Het Pinksterverhaal vertelt dat de angstige leerlingen weer moed kregen dankzij de heilige Geest. Wie zich Gods nabijheid bewust is, zal merken dat de angst luwt. De grote theoloog uit de oude kerk Augustinus zei zelfs dat God ons nog nabijer is dan wij ons zelf nabij zijn.
In zijn werkplaats keek Laterveer tevreden naar de dagen die hij had gemaakt. Hij hield er vooral van om winterdagen te maken, herfstdagen, saaie dagen en donkere dagen. Hij was zelfs zo goed in zijn vak dat hij af en toe een rampdag maakte. Zijn buurman Joziasse had zich toegelegd op zomerdagen, lentedagen, lichte dagen, verjaardagen en, als hij er zin in had, feestdagen.
‘Prutswerk,’ bromde Joziasse als hij de donkere dagen van Laterveer zag. ‘Broddelwerk,’ schamperde Laterveer over de lichte dagen van Joziasse. Op een dag kregen Laterveer en Joziasse vreselijke ruzie. Ze gooiden elkaars dagen helemaal door elkaar. De herfstdagen kwamen niet meer voor de winterdagen maar erna. Het Sinterklaasfeest lag ineens tussen de zomerdagen en er volgden achttien kerstdagen na elkaar. De mensen raakten helemaal in de war. De kinderen keken sip, want door de ruzie waren alle verjaardagen kwijtgeraakt. De mensen vroegen Joziasse en Laterveer om de dagen weer op orde te brengen. Maar ze waren allebei zo boos dat ze meteen met pensioen gingen en niets meer deden.
‘Hemeltjelief!’ riepen de mensen, ‘onze kalender klopt niet meer.’ ‘Hemeltjelief!’ riepen ook de kinderen, die graag hun verjaardagen terug wilden hebben. Een engel hoorde het en kwam een kijkje nemen. ‘De dagen zijn helemaal in de war,’ riepen de mensen. De engel zei: ‘Domoren, lang geleden al gaf de hemel jullie de oplossing!’ De mensen keken de engel verbaasd aan. ‘Waar ligt die oplossing dan?’ ‘Ergens natuurlijk,’ antwoordde de engel. De mensen gingen op zoek. Ze zochten op hun zolders, in de kelders, in de kerken, in de scholen, zonder haar vinden. Totdat een kind zei: ‘De engel heeft toch gezegd dat de oplossing ergens lag.’ En ja hoor, toen ze ergens zochten, vonden ze een doosje. Daarop stond: ‘De goede volgorde’. Ze maakten het doosje open, haalden de goede volgorde eruit en toen klopte ineens alles weer: de winterdagen volgden op de herfstdagen, de zomerdagen op de lentedagen, de vakantiedagen en de verjaardagen waren weer terecht.

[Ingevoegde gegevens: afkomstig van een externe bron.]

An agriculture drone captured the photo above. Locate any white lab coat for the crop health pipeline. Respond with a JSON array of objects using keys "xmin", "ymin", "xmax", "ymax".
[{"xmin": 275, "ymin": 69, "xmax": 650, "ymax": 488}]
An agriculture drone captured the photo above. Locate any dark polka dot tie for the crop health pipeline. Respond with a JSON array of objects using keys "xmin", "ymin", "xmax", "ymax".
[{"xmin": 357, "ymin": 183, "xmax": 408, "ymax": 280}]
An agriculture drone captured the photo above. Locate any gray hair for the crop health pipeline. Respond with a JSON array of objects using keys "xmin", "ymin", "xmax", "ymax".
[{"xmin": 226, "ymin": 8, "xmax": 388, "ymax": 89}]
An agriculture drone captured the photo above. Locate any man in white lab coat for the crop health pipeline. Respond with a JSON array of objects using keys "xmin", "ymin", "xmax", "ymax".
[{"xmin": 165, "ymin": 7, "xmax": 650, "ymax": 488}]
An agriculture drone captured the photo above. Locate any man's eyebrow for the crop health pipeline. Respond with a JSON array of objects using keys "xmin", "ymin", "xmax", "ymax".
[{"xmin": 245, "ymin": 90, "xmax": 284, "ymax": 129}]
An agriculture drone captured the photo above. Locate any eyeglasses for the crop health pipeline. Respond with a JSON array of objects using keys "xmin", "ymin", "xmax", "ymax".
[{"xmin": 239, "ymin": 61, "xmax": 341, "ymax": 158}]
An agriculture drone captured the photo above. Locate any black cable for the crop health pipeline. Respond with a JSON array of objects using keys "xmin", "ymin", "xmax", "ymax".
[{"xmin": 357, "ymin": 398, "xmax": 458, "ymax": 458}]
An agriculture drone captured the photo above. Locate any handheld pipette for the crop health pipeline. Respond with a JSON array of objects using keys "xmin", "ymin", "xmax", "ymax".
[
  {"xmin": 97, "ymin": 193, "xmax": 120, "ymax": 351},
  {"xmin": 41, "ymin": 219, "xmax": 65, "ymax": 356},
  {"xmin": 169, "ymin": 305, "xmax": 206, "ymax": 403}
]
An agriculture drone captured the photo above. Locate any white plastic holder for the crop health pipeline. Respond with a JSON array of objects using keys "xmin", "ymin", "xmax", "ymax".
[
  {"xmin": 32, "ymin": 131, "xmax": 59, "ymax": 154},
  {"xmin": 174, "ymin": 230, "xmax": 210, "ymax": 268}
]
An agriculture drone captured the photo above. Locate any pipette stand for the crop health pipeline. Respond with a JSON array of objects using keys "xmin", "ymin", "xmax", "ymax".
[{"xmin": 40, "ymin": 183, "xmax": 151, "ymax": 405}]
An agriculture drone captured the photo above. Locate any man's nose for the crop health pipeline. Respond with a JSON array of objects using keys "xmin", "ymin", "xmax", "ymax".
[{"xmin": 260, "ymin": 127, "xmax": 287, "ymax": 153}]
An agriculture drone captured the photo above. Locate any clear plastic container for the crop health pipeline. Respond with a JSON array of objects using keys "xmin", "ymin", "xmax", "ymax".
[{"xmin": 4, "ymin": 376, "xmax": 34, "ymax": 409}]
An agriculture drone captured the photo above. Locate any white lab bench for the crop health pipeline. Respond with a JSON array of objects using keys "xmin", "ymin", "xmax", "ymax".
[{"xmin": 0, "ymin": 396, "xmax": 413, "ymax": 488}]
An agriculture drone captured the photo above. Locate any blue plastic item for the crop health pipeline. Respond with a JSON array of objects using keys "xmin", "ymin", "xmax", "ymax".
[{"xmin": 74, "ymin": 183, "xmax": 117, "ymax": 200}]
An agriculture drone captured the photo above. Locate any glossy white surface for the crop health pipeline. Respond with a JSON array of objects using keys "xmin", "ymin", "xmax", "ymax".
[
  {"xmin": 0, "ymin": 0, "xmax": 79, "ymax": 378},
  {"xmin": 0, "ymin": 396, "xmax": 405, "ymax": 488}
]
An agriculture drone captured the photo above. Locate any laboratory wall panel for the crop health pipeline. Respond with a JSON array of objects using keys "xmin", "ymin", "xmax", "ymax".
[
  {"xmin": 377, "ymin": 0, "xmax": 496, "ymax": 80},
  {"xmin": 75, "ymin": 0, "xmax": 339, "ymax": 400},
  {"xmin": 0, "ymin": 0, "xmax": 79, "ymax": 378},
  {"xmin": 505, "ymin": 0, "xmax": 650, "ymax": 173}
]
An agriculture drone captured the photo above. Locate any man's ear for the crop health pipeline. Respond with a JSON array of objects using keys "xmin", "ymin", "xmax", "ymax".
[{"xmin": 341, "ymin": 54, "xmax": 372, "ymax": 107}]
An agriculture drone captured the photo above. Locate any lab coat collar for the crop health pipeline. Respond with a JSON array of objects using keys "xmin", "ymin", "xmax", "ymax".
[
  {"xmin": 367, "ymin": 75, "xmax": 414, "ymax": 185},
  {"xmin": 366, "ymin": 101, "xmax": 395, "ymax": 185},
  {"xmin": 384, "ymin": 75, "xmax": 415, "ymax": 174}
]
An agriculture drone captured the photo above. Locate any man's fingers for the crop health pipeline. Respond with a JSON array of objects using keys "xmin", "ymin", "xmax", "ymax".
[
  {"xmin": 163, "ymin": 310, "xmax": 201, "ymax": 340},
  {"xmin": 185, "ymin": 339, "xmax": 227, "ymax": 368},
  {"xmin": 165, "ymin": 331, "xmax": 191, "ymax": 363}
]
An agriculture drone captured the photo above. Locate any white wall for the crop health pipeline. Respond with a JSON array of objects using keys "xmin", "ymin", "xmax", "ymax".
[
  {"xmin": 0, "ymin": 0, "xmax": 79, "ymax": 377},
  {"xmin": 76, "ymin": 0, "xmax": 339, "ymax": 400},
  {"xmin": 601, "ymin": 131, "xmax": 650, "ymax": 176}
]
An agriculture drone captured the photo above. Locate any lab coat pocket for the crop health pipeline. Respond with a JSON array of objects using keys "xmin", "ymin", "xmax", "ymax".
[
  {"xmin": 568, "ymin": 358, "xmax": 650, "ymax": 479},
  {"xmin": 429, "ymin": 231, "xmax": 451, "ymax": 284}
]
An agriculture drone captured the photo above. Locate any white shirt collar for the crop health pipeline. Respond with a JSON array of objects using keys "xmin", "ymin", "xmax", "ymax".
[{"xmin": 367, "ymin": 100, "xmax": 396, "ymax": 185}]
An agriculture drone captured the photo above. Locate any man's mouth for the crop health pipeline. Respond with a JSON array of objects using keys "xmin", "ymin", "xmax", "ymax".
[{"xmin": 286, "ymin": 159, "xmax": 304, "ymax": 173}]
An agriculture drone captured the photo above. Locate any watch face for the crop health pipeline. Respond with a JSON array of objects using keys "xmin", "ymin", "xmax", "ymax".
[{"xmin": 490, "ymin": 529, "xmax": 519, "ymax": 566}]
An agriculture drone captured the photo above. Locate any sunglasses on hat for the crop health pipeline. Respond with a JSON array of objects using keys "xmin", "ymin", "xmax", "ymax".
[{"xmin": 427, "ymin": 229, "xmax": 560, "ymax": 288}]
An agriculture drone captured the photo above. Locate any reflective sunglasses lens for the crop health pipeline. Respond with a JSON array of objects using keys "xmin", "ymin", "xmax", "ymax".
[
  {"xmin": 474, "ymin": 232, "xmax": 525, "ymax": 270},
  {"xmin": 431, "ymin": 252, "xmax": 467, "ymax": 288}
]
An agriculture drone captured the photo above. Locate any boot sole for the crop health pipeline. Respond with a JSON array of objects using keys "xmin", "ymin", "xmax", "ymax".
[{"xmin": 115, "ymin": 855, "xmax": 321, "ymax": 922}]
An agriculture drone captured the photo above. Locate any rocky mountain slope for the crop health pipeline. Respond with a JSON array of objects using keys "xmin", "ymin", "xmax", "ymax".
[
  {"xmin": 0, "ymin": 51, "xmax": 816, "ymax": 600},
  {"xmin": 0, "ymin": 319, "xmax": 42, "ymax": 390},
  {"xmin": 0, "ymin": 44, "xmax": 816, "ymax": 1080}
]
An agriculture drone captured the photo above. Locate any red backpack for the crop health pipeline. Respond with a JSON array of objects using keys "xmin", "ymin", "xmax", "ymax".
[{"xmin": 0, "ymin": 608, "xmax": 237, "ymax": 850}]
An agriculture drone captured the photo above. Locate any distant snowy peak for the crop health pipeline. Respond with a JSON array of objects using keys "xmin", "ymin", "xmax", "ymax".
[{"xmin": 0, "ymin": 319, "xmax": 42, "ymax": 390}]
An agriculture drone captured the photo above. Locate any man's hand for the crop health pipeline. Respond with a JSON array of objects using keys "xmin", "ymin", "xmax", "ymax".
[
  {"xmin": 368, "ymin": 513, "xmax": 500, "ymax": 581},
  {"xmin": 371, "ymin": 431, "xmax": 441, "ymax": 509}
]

‘Hemeltjelief!’ riep iemand na een tijdje. ‘Hemeltjelief!’ riepen ook de andere mensen. De engel kwam er weer aangevlogen. ‘Wat scheelt eraan?’ De mensen klaagden dat alle dagen zo ordelijk waren en zo saai. De engel antwoordde: ‘Domoren, de hemel heeft jullie de oplossing allang gegeven!’ De mensen keken de engel verbaasd aan. ‘Waar ligt die oplossing dan?’ ‘Dat weet je: ergens,’ antwoordde de engel. De mensen gingen meteen ergens heen en ja hoor, daar stond een doosje. Daarop stond het woord ‘toeval’. Vanaf dat moment waren de dagen niet saai meer, want je wist nooit wat er op een dag zou gebeuren.
‘Hemeltjelief! Hemeltjelief!’ klonk het voor de derde keer. De engel kwam weer kijken. ‘Wat nu weer?’ ‘Het toeval zorgt voor leuke verrassingen maar ook voor onaangename,’ klaagden de mensen. ‘De ene dag is een prachtdag en de andere een rampdag.’ De engel sprak: ‘Jullie weten toch dat de hemel jullie ooit de oplossing gaf!’ ‘Ergens?’ wilden de mensen weten. ‘Nee,’ antwoordde de engel, ‘deze oplossing ligt in je.’ De mensen keken in hun oren, hun neus, hun navel, maar nergens konden ze de oplossing vinden. Totdat een paar kinderen eens in hun hart keken. Ze vonden daar een doosje waarop stond: ‘Moed’. Toen de kinderen het doosje openmaakten, was het alsof hun bangheid verdween en goede moed hun hart binnenstroomde.
Jammer dat zoveel mensen, vooral grote mensen, hebben vergeten dat de hemel ooit zo’n doosje in hun hart heeft gelegd.